O halde yaptığımız her işten sorumluyuz. Çünkü biz irade ettik, biz karar verdik. Yani bizim kisbimiz. Onun önceden bilinmesi, bizim karar vermemizde bize görünüp tercihimizi etkilemedi.
Kader, diğer bir tanımıyla bir programa, bir kanuna, bir ölçüye (takdire) bağlı olmak demektir. Bütün eylemler (fiiller) İlahi ilimle belirlenmiş, programlanmış bir programa göre ve bu programın belirlediği ölçülere göre meydana gelecektir. Bu tanımdaki kader iki’dir. Tekvini kader, Teklifi kader.
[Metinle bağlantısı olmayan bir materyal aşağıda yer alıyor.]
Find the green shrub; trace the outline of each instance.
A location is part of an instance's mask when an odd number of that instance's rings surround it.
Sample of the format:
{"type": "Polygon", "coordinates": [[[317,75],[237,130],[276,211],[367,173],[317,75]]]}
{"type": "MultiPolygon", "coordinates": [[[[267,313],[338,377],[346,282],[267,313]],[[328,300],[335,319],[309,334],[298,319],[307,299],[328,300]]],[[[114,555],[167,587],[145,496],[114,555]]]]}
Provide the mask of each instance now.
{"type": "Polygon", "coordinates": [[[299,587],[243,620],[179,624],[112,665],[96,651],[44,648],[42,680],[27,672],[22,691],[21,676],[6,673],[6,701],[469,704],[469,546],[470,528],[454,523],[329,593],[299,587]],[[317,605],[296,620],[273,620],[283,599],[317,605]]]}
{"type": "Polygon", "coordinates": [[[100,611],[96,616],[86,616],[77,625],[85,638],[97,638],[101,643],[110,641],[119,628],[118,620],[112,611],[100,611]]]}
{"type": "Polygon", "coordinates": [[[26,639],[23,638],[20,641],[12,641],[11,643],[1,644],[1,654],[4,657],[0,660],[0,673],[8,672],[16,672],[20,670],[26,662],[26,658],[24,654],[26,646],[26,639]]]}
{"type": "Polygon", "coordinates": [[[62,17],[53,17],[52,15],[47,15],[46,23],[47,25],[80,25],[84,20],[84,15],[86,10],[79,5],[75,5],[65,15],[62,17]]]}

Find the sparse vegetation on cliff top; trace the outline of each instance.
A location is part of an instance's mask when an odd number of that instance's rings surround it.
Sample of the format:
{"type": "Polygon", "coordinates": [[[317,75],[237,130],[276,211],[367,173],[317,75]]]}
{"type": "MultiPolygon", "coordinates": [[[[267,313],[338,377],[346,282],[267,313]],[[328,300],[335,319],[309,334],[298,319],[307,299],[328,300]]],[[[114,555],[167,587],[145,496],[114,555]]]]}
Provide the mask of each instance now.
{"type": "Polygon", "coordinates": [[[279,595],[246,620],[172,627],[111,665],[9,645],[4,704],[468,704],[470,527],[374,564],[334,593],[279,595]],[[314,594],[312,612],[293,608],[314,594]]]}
Tekvini kader; kâinattaki tüm eylemlerdir. İnsan iradesi söz konusu değildir. Hem irade planında ve hem de eylem(fiil) planında İlahi irade ve kudretin tasarrufu vardır. Atom ve atom altı parçacıklardaki tüm olaylar, uzaydaki tüm olaylar, insan bedenindeki tüm olaylar bir programa göre olmaktadır. Biz uyurken veya uyanıkken vücudumuzda trilyonlarca olay birbirleriyle çelişmeden, bu programın belirlediği şekillerde ve ölçülerde gerçekleşmektedir.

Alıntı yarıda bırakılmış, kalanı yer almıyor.